# Testing The Natural Abstraction Hypothesis: Project Intro

The natural abstraction hypothesis says that

Our physical world abstracts well: for most systems, the information relevant “far away” from the system (in various senses) is much lower-dimensional than the system itself. These low-dimensional summaries are exactly the high-level abstract objects/concepts typically used by humans.

These abstractions are “natural”: a wide variety of cognitive architectures will learn to use approximately the same high-level abstract objects/concepts to reason about the world.

If true, the natural abstraction hypothesis would dramatically simplify AI and AI alignment in particular. It would mean that a wide variety of cognitive architectures will reliably learn approximately-the-same concepts as humans use, and that these concepts can be precisely and unambiguously specified.

Ultimately, the natural abstraction hypothesis is an empirical claim, and will need to be tested empirically. At this point, however, we lack even the tools required to test it. This post is an intro to a project to build those tools and, ultimately, test the natural abstraction hypothesis in the real world.

## Background & Motivation

One of the major conceptual challenges of designing human-aligned AI is the fact that human values are a function of humans’ latent variables: humans care about abstract objects/concepts like trees, cars, or other humans, not about low-level quantum world-states directly. This leads to conceptual problems of defining “what we want” in physical, reductive terms. More generally, it leads to conceptual problems in translating between human concepts and concepts learned by other systems—e.g. ML systems or biological systems.

If true, the natural abstraction hypothesis provides a framework for translating between high-level human concepts, low-level physical systems, and high-level concepts used by non-human systems.

The foundations of the framework have been sketched out in previous posts.

What is Abstraction? introduces the mathematical formulation of the framework and provides several examples. Briefly: the high-dimensional internal details of far-apart subsystems are independent given their low-dimensional “abstract” summaries. For instance, the Lumped Circuit Abstraction abstracts away all the details of molecule positions or wire shapes in an electronic circuit, and represents the circuit as components each summarized by some low-dimensional behavior—like V = IR for a resistor. This works because the low-level molecular motions in a resistor are independent of the low-level molecular motions in some far-off part of the circuit, *given* the high-level summary. All the rest of the low-level information is “wiped out” by noise in low-level variables “in between” the far-apart components.

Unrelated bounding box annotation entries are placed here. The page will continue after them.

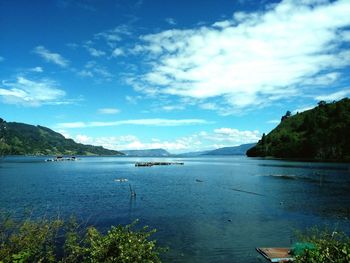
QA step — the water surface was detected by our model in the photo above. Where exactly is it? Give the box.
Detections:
[0,157,350,262]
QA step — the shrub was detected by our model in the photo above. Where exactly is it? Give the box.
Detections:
[0,215,163,263]
[296,228,350,263]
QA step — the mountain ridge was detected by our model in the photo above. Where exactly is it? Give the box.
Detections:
[0,118,123,155]
[247,98,350,162]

Chaos Induces Abstractions explains one major reason *why* we expect low-level details to be independent (given high-level summaries) for typical physical systems. If I have a bunch of balls bouncing around perfectly elastically in a box, then the total energy, number of balls, and volume of the box are all conserved, but chaos wipes out all other information about the exact positions and velocities of the balls. My “high-level summary” is then the energy, number of balls, and volume of the box; all other low-level information is wiped out by chaos. This is exactly the abstraction behind the ideal gas law. More generally, given any uncertainty in initial conditions—even very small uncertainty—mathematical chaos “amplifies” that uncertainty until we are maximally uncertain about the system state… *except* for information which is perfectly conserved. In most dynamical systems, some information is conserved, and the rest is wiped out by chaos.

Anatomy of a Gear: What makes a good “gear” in a gears-level model? A physical gear is a very high-dimensional object, consisting of huge numbers of atoms rattling around. But for purposes of predicting the behavior of the gearbox, we need only a one-dimensional summary of all that motion: the rotation angle of the gear. More generally, a good “gear” is a subsystem which abstracts well—i.e. a subsystem for which a low-dimensional summary can contain all the information relevant to predicting far-away parts of the system.

Science in a High Dimensional World: Imagine that we are early scientists, investigating the mechanics of a sled sliding down a slope. The number of variables which could conceivably influence the sled’s speed is vast: angle of the hill, weight and shape and material of the sled, blessings or curses laid upon the sled or the hill, the weather, wetness, phase of the moon, latitude and/or longitude and/or altitude, astrological motions of stars and planets, etc. Yet in practice, just a relatively-low-dimensional handful of variables suffices—maybe a dozen. A consistent sled-speed can be achieved while controlling *only a dozen variables*, out of *literally billions*. And this generalizes: across every domain of science, we find that controlling just a relatively-small handful of variables is sufficient to reliably predict the system’s behavior. Figuring out *which* variables is, in some sense, the central project of science. This is the natural abstraction hypothesis in action: across the sciences, we find that low-dimensional summaries of high-dimensional systems suffice for broad classes of “far-away” predictions, like the speed of a sled.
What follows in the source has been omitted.